Para el exdiputado Gonzalo Barrientos, los cinco indicadores
son parte de una estrategia del MAS, que en el marco de una “excesiva sed de
venganza” busca reposicionar la imagen de Morales, que busca volver el poder.
“Este Gobierno está al servicio de intereses personales,
partidarios y políticos de Evo Morales y de su entorno, vulnerándose todos los
derechos constitucionales y derechos humanos (…). Estamos bajo un régimen que
encarcela a los opositores con la mentira de un supuesto golpe”, afirmó
Barrientos.
La Procuraduría General del Estado
El presidente Luis Arce nombró al exabogado de Evo Morales, Wilfredo
Chávez, como procurador general del
Estado. A fines de abril, la Procuraduría remitió un informe a
la Oacnudh, en el que establece que
“Bolivia sufrió la ruptura del orden constitucional como consecuencia de
un golpe de Estado”.
Embajada de Bolivia ante
OEA
Héctor Arce,
exministro de Justicia, del entorno de Morales, se perfila como embajador de Bolivia ante la
OEA. El presidente del Senado, Andrónico Rodríguez, adelantó que su rol será “esclarecer los
hechos de noviembre de 2019”. El senador Félix Ajpi (MAS) dijo el viernes que la designación aún no es
oficial.
Órgano Judicial
Después de la victoria del MAS en 2020, el sistema judicial
dejó sin efecto la orden de aprehensión e imputación que pesaba en contra de
Evo Morales por el llamado caso audio. La justicia también archivó los procesos
contra sus exministros, dirigentes y otros funcionarios de su gobierno.
Ministerio Público
El Ministerio Público admitió la demanda en contra la
expresidenta Jeanine Añez sobre el supuesto caso “golpe de Estado”, causa que
se ventila por la justicia ordinaria, pese a que, según los expertos, a la
exmandataria le correspondería un juicio
de responsabilidades. Añez está detenida desde marzo.
Asamblea Legislativa
Las cámaras Alta y Baja de la Asamblea Legislativa, entre marzo y mayo, aprobaron por lo menos
tres declaraciones camarales rechazando la “injerencia” y la “acción
intervencionista”, de Luis Almagro, secretario general de la OEA, y del Parlamento Europeo que pidieron liberar a
la expresidenta Añez.
Punto de vista
Roger Cortez
Investigador social
“El objetivo es
proyectar la imagen de un candidato salvador”

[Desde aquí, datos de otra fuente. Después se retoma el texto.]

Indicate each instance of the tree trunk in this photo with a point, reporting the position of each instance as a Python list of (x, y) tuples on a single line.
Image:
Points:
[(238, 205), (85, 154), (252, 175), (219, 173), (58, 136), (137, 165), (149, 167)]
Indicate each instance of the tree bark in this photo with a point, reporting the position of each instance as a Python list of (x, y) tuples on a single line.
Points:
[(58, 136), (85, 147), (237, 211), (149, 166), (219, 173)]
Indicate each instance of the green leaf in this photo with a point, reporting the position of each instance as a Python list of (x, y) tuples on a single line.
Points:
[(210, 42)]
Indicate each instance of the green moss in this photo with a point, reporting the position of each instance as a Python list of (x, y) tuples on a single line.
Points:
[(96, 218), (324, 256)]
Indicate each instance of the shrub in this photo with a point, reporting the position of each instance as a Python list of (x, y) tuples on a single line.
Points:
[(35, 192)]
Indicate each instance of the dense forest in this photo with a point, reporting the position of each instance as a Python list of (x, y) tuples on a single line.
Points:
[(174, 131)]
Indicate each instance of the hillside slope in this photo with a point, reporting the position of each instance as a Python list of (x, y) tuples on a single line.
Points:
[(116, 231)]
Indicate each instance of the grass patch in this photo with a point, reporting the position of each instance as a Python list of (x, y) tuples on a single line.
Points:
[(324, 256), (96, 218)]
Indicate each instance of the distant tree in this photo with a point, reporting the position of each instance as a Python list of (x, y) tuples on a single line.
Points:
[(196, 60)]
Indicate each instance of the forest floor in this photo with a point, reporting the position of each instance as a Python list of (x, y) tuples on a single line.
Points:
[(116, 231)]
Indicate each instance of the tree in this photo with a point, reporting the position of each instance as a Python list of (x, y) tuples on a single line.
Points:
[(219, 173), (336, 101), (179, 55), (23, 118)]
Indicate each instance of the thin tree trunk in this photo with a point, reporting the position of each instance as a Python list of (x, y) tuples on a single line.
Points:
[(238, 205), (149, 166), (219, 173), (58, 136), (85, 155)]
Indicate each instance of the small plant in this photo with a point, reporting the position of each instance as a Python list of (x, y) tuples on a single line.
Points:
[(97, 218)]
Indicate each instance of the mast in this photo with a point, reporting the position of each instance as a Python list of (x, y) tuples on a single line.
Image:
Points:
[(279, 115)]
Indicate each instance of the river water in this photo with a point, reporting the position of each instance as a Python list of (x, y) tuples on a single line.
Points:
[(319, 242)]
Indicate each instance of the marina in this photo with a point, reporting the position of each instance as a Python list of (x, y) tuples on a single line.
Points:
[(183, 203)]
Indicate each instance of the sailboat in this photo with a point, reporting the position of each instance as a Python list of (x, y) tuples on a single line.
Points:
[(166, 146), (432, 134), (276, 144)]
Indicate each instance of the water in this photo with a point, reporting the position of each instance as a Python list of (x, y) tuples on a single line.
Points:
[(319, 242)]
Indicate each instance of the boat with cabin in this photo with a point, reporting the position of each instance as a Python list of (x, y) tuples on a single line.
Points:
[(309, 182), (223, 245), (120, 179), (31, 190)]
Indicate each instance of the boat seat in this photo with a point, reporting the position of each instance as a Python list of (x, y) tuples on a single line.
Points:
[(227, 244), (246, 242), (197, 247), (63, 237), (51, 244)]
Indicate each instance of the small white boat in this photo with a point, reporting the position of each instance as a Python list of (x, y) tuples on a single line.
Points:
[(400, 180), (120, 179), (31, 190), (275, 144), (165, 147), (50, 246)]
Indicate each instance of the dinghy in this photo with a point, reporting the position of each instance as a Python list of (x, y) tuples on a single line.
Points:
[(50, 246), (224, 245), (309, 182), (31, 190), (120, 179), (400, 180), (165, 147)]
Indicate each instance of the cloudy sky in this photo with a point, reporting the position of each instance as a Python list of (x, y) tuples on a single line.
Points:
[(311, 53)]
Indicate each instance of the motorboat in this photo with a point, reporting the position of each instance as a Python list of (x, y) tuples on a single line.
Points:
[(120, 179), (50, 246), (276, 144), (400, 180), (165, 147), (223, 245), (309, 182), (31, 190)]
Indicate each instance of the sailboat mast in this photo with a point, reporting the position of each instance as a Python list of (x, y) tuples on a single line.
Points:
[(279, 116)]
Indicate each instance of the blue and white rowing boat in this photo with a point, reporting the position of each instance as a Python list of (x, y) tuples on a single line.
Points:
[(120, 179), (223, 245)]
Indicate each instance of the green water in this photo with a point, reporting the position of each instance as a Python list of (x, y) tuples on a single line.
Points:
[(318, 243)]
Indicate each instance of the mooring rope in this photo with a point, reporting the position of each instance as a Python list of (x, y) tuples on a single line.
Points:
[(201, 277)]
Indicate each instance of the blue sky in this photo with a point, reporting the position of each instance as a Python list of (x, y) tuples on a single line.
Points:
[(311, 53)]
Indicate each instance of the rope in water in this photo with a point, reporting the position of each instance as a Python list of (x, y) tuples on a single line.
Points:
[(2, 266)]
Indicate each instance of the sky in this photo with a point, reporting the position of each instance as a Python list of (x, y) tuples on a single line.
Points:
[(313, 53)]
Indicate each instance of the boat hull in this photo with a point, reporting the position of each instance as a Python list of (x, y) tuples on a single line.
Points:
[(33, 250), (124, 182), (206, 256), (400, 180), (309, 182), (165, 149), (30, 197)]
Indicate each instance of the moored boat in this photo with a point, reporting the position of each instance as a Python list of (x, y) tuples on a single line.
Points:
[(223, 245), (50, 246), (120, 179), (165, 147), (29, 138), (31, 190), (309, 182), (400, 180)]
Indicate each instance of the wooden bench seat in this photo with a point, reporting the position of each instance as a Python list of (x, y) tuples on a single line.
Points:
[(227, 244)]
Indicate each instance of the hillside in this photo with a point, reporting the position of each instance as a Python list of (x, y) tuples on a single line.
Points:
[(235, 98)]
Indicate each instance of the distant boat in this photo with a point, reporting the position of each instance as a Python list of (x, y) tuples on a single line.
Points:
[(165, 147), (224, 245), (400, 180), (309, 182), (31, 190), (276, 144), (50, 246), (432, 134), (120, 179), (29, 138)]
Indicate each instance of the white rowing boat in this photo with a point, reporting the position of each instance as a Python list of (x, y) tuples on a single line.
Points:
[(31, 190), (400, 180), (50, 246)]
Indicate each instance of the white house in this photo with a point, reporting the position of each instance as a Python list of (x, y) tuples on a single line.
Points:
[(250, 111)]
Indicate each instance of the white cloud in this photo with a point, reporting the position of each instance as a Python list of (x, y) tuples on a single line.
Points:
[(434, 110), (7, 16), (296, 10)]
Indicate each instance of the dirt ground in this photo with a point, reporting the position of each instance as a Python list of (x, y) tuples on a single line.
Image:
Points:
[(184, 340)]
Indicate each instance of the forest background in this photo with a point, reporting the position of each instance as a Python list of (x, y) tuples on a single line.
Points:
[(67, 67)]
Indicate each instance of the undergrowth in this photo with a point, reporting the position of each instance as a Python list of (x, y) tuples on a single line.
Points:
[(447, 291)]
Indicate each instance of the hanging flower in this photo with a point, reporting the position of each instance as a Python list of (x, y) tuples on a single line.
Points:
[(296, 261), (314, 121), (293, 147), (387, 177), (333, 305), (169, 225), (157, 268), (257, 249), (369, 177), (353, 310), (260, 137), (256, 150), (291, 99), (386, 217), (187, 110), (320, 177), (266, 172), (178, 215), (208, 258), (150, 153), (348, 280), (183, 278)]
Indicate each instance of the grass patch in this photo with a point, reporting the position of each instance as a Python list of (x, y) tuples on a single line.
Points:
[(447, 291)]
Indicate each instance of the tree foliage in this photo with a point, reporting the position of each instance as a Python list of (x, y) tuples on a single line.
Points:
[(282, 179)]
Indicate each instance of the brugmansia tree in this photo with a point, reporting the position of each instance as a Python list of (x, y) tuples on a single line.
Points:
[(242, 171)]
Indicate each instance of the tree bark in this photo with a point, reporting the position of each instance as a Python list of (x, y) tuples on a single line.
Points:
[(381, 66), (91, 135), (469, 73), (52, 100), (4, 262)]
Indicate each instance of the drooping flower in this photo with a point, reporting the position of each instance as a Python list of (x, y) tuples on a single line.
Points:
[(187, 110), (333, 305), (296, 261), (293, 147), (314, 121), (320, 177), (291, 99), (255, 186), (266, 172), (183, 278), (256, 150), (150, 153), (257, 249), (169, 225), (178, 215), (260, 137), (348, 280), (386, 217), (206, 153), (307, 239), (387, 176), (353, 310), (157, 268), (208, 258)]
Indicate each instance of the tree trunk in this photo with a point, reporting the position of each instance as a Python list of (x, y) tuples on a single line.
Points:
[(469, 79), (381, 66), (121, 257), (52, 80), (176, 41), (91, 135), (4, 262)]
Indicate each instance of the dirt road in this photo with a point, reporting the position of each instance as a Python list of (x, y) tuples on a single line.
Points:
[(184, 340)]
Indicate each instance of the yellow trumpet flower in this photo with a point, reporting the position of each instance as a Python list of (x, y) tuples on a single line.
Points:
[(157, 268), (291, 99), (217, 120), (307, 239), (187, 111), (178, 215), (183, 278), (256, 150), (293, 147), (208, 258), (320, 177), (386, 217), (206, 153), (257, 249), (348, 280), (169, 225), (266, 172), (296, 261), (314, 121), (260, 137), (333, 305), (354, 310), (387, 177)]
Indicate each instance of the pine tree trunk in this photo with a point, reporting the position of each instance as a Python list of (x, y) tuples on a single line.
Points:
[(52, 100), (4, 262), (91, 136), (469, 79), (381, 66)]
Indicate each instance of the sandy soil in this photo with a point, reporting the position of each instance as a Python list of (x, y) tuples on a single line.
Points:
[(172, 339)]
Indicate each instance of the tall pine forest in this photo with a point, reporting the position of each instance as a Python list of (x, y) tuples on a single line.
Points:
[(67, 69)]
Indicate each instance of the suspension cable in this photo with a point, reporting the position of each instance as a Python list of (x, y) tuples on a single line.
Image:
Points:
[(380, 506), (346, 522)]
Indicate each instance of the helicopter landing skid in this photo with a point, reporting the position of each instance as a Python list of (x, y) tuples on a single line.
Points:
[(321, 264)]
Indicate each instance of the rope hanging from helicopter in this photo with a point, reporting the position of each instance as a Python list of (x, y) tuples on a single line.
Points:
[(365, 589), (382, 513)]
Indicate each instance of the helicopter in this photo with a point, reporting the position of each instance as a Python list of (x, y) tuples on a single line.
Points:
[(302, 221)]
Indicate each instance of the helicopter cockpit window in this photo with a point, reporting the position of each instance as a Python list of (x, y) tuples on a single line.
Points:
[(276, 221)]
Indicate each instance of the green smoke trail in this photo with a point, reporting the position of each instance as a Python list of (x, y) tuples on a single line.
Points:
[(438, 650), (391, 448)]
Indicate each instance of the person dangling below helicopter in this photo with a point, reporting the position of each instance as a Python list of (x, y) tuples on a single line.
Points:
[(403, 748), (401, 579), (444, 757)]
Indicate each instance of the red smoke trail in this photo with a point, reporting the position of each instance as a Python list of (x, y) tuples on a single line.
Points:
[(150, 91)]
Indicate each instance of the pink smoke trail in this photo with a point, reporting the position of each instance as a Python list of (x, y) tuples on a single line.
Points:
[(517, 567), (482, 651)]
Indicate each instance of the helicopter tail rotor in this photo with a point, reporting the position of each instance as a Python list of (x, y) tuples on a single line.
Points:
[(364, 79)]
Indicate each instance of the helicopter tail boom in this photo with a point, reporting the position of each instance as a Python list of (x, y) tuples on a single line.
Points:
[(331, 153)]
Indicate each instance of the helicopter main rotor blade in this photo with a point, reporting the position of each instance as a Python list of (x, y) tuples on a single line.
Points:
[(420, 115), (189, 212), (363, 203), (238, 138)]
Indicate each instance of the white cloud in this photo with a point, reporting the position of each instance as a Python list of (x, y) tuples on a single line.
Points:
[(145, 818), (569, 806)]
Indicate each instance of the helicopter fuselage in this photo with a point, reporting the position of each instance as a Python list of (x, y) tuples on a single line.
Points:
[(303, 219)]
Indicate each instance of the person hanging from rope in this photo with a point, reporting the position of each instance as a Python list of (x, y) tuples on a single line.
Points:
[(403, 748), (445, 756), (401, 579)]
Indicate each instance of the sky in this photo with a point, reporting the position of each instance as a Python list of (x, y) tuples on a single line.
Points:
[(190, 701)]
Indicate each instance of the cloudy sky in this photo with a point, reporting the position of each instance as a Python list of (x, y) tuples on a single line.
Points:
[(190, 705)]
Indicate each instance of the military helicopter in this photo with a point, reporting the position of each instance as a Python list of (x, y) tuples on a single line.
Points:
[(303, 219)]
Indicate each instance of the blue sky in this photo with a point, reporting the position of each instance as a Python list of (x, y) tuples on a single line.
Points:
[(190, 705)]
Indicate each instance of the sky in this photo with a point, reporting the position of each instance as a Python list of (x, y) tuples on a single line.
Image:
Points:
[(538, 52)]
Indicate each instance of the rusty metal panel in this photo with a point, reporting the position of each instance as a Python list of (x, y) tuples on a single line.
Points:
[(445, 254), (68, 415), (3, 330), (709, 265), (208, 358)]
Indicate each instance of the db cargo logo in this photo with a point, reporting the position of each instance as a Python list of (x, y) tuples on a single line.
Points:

Luis Arce ha tratado de adaptarse lo mejor posible a las
órdenes y requerimientos de la campaña electoral de Juan Evo Morales, que ya ha empezado, y que se resume en estos
cinco indicadores. Primero que todo, tratar de imponer la idea de que Morales
Ayma fue víctima de una conspiración y de un golpe, y utiliza a sus
funcionarios, a sus leales, para fomentar una idea, que no tiene asidero en los
hechos, en la realidad, en los documentos, en los videos, en todos los
elementos actuales.
Trata de hablar de un golpe ficticio y se olvida del golpe
fundamental, el que él (Evo Morales) ordenó a sus funcionarios del Tribunal
Constitucional, que para habilitarlo como candidato han declarado
inconstitucionales a varios artículos de
la Constitución Política del Estado.
La tesis de que existió otro golpe, que él tuvo que huir
contra su voluntad. Uno de sus funcionarios incluso ha llegado a decir que las
renuncias en cascada de quienes deberían ocupar su lugar no se han producido y
no sorprendería que pronto nos presenten fotos del exvicepresidente, de los
expresidentes del Senado y Diputados, encadenados y capturados por patrullas
militares. Todo esto tiende a hacer olvidar la omisión del presidente y
vicepresidente de 2019 que huyeron hacia México.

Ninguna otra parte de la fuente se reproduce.